By Halting a Cruel Tory Social Experiment, This Budget Definitively Sets Out How Labour Will Fight the Struggle to Renew Britain
Just recently, the finance minister, Rachel Reeves, delivered a Labour Party budget. People have been calling for Labour’s mission and values to be more clearly expressed. Through the choices made – a shift to a more equitable tax system, focusing on wealth to pay for tackling child poverty, quality public services and the living expenses – we have unequivocally set out what we believe in.
This is why Labour MPs applauded in the Commons, and it’s why we are ready for the battles to come. And it’s why the cries from the conservative side began right away.
The Main Dividing Line in British Government
The primary division in British politics is once again on the economy. On the one hand Labour, who want to reform it so it helps everyday working people, and on the opposite side, our opponents, who favor the status quo and the failed ideology of the past. We must now confront, and prevail in, the argument.
The Tories had 14 years to resolve things and instead, by any measure, they got much worse. Their doctrinaire austerity and trickle-down economics – tax cuts for the wealthy, cutting off investment (leaving us with low productivity and wages), and failing to support young people after the pandemic – didn’t work.
Record of Decline Under the Former Administration
Quality of life dropped by the biggest amount since records began, child poverty hit record levels, NHS waiting lists in England were the highest on record, wages remained flat, a housing crisis took hold, young people scarred by Covid were abandoned. The record of failure continues.
A single budget alone can’t put all this right, so Labour has a comprehensive plan for rebuilding and for rewiring the country. And we have to go out and continue making the case for why our approach will yield benefits.
Welfare Spending and Youth Deprivation
During the Tories, welfare spending significantly increased. As did child poverty, because they didn’t address the root causes: low pay, high housing costs, significant inequalities in education, health and regions. The state is forced to paying more to deal with the symptoms instead of the solution.
That’s why we are building more social housing than for a generation, raising wages and enhanced protections for workers, massively boosting investment in infrastructure and new industries, getting waiting lists down and bringing down the costs of childcare and energy as we pursue clean power.
Removing the Two-Child Limit
This is also the reason we are completely justified to use this budget to remove the two-child benefit cap.
For almost a decade, since it was introduced, low-income families with children have suffered from a cruel social experiment that was branded as fair for working people when it was the opposite. Most of the families impacted by it have a parent in work.
It has only served to push 300,000 more children into poverty – which, in the end, costs us more, as well as being callous and unethical.
Real Impact in Communities
From experience from my own constituency – where over 5,000 children will be raised out of poverty as a result of abolishing the cap – the actual impact it’s had.
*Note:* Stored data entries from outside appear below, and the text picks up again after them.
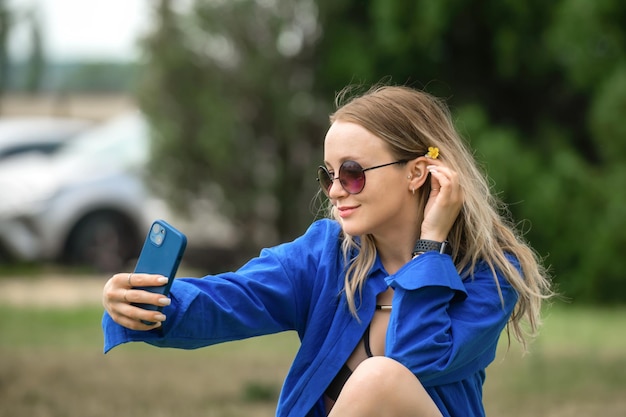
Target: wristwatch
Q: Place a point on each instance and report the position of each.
(424, 245)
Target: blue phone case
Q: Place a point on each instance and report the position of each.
(161, 254)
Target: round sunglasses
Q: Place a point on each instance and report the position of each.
(351, 176)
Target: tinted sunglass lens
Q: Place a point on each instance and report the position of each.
(352, 177)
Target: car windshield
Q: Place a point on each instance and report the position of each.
(122, 141)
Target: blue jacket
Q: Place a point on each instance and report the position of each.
(443, 328)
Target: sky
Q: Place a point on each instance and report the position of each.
(83, 29)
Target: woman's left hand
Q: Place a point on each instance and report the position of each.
(444, 202)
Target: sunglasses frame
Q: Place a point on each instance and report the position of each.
(322, 170)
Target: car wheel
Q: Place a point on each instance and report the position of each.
(105, 241)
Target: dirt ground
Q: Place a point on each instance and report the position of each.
(52, 291)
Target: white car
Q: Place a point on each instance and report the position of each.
(44, 135)
(89, 203)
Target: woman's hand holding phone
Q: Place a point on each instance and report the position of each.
(120, 294)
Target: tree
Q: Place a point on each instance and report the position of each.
(228, 91)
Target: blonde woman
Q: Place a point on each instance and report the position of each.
(399, 298)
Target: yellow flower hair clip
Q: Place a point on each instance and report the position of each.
(433, 152)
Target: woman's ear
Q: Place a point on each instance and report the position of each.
(417, 172)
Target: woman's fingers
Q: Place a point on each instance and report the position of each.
(133, 279)
(120, 294)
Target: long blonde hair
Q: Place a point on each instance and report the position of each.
(410, 121)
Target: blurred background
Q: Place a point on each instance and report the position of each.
(212, 114)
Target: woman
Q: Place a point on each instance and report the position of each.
(398, 299)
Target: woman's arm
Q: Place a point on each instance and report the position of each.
(442, 328)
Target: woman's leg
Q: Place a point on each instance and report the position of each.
(382, 387)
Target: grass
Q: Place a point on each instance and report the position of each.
(51, 364)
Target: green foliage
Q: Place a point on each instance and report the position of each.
(228, 89)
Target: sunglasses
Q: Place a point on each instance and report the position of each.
(351, 176)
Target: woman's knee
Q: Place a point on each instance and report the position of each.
(382, 374)
(381, 386)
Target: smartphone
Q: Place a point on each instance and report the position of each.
(161, 254)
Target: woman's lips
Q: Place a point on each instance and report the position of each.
(346, 211)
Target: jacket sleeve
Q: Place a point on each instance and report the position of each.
(271, 293)
(444, 328)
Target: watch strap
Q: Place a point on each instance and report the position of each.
(424, 245)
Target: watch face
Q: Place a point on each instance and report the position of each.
(424, 245)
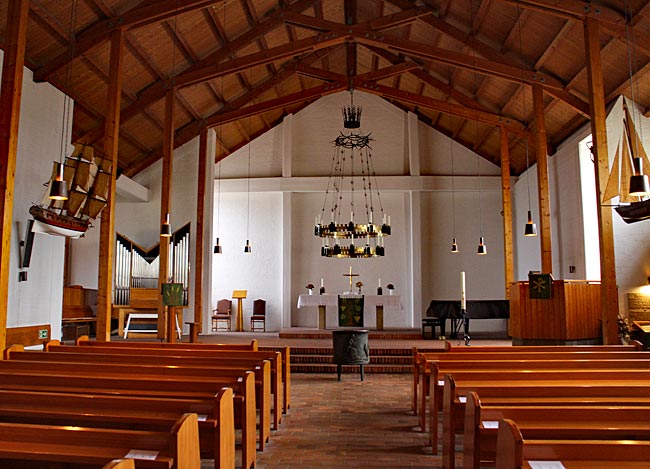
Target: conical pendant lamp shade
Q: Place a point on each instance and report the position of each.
(482, 248)
(531, 228)
(58, 185)
(639, 185)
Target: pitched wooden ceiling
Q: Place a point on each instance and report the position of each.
(463, 66)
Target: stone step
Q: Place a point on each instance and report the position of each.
(331, 368)
(374, 359)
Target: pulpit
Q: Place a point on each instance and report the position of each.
(568, 314)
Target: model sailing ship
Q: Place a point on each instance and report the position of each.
(88, 178)
(630, 160)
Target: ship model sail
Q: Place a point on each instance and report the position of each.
(88, 177)
(632, 209)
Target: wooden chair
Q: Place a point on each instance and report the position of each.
(222, 314)
(259, 315)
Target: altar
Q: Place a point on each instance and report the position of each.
(373, 309)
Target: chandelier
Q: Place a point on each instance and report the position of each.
(352, 158)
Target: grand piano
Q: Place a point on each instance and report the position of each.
(440, 310)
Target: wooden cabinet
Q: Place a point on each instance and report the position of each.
(571, 316)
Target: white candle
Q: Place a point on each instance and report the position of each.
(462, 291)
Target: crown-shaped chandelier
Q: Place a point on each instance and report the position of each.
(360, 237)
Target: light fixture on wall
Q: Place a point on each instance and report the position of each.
(166, 228)
(217, 246)
(247, 247)
(482, 247)
(352, 148)
(454, 244)
(530, 229)
(58, 184)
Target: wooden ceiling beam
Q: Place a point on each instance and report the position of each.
(98, 33)
(512, 125)
(387, 72)
(486, 67)
(192, 129)
(293, 98)
(430, 80)
(318, 73)
(255, 59)
(572, 9)
(188, 132)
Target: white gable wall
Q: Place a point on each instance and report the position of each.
(38, 300)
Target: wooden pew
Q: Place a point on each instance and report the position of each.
(41, 444)
(285, 369)
(513, 451)
(140, 386)
(427, 358)
(544, 422)
(120, 464)
(80, 363)
(421, 356)
(215, 416)
(191, 355)
(85, 340)
(617, 392)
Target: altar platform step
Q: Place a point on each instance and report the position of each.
(382, 360)
(388, 334)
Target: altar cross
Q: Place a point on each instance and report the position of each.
(350, 275)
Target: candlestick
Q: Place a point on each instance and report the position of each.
(463, 305)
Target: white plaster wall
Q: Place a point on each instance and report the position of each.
(260, 272)
(38, 300)
(316, 127)
(631, 241)
(436, 154)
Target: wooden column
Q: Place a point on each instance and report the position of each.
(107, 225)
(542, 181)
(166, 323)
(10, 95)
(506, 196)
(609, 292)
(200, 215)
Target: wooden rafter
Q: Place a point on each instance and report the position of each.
(406, 97)
(142, 15)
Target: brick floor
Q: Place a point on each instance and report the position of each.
(349, 424)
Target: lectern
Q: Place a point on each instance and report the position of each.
(239, 295)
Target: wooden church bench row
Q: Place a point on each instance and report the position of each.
(150, 386)
(83, 363)
(428, 361)
(215, 416)
(194, 355)
(42, 446)
(284, 367)
(526, 370)
(621, 391)
(514, 451)
(565, 422)
(420, 358)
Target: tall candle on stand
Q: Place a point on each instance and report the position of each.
(462, 291)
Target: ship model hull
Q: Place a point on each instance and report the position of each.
(88, 178)
(636, 211)
(59, 221)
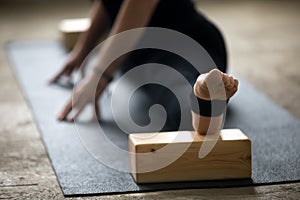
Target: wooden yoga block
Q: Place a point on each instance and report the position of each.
(71, 29)
(230, 158)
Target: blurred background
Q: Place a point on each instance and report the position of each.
(263, 41)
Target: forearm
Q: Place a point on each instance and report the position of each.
(132, 14)
(206, 125)
(98, 27)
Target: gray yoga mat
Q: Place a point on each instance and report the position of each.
(274, 132)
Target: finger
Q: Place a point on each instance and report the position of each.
(97, 110)
(57, 76)
(64, 113)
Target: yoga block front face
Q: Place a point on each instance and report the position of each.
(229, 158)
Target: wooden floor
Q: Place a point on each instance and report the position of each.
(263, 41)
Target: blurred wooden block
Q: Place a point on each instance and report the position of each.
(230, 158)
(71, 29)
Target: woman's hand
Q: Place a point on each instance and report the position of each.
(73, 63)
(88, 91)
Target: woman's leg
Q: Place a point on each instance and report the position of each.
(204, 124)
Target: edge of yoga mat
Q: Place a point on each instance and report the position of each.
(77, 179)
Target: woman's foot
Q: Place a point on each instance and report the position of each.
(215, 85)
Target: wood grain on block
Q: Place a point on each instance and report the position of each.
(230, 157)
(71, 29)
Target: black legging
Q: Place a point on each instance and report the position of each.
(207, 35)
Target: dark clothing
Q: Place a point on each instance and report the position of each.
(181, 16)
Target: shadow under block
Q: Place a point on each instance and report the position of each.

Children wearing £1 wellies as school shoes, children going to bed hungry and cold, living in overcrowded, damp homes, parents this Christmas relying on food banks for a simple meal or small gift for their kids.
I also see the impact on schools, teachers, social workers, doctors and charities who are already overburdened but have to divert time and resources to supporting children who are living with the results of deep poverty.
Lasting Effects of Youth Hardship
Just one in four pupils from the poorest families achieve five good GCSEs, compared with nearly three in four among wealthier families. This predisposes them for the challenges they face throughout their lives: unrealized potential, financial struggles and poor health. Children who were raised in poverty are more likely to be jobless or poor as adults.
Confronting child poverty isn’t just a moral imperative, it is a long-term investment. Poverty costs the economy far, far more than the three billion pound cost of removing the two-child cap, or extending free school meals.
This is the reason we acted urgently in the budget, despite the very difficult economic context. Every day with this cap in place sees more than 100 extra children pushed into poverty. The benefits of lifting it will not occur overnight either, so acting early in the parliament was crucial.
The cap was a totem to 14 years of failed rightwing ideology. Now it is gone.
Equitable Financing for Measures
We, as Labour, can also be clear that these measures are being funded in a fair way – from a new gaming tax, eliminating tax loopholes and a new “mansion tax”.
Conclusion
Equity and direction – that’s how we will win the battle of ideas. This budget is a definitive statement that we gained the election as Labour, and will lead as Labour. As I repeatedly said during my campaign to become deputy leader, we must seize back the political megaphone and set the agenda more strongly about what’s really wrong with the country and how we are repairing it. We’ve definitely done that this week.
So let’s keep hold of it and win this fight about how we will renew Britain and address the entrenched inequalities holding us back.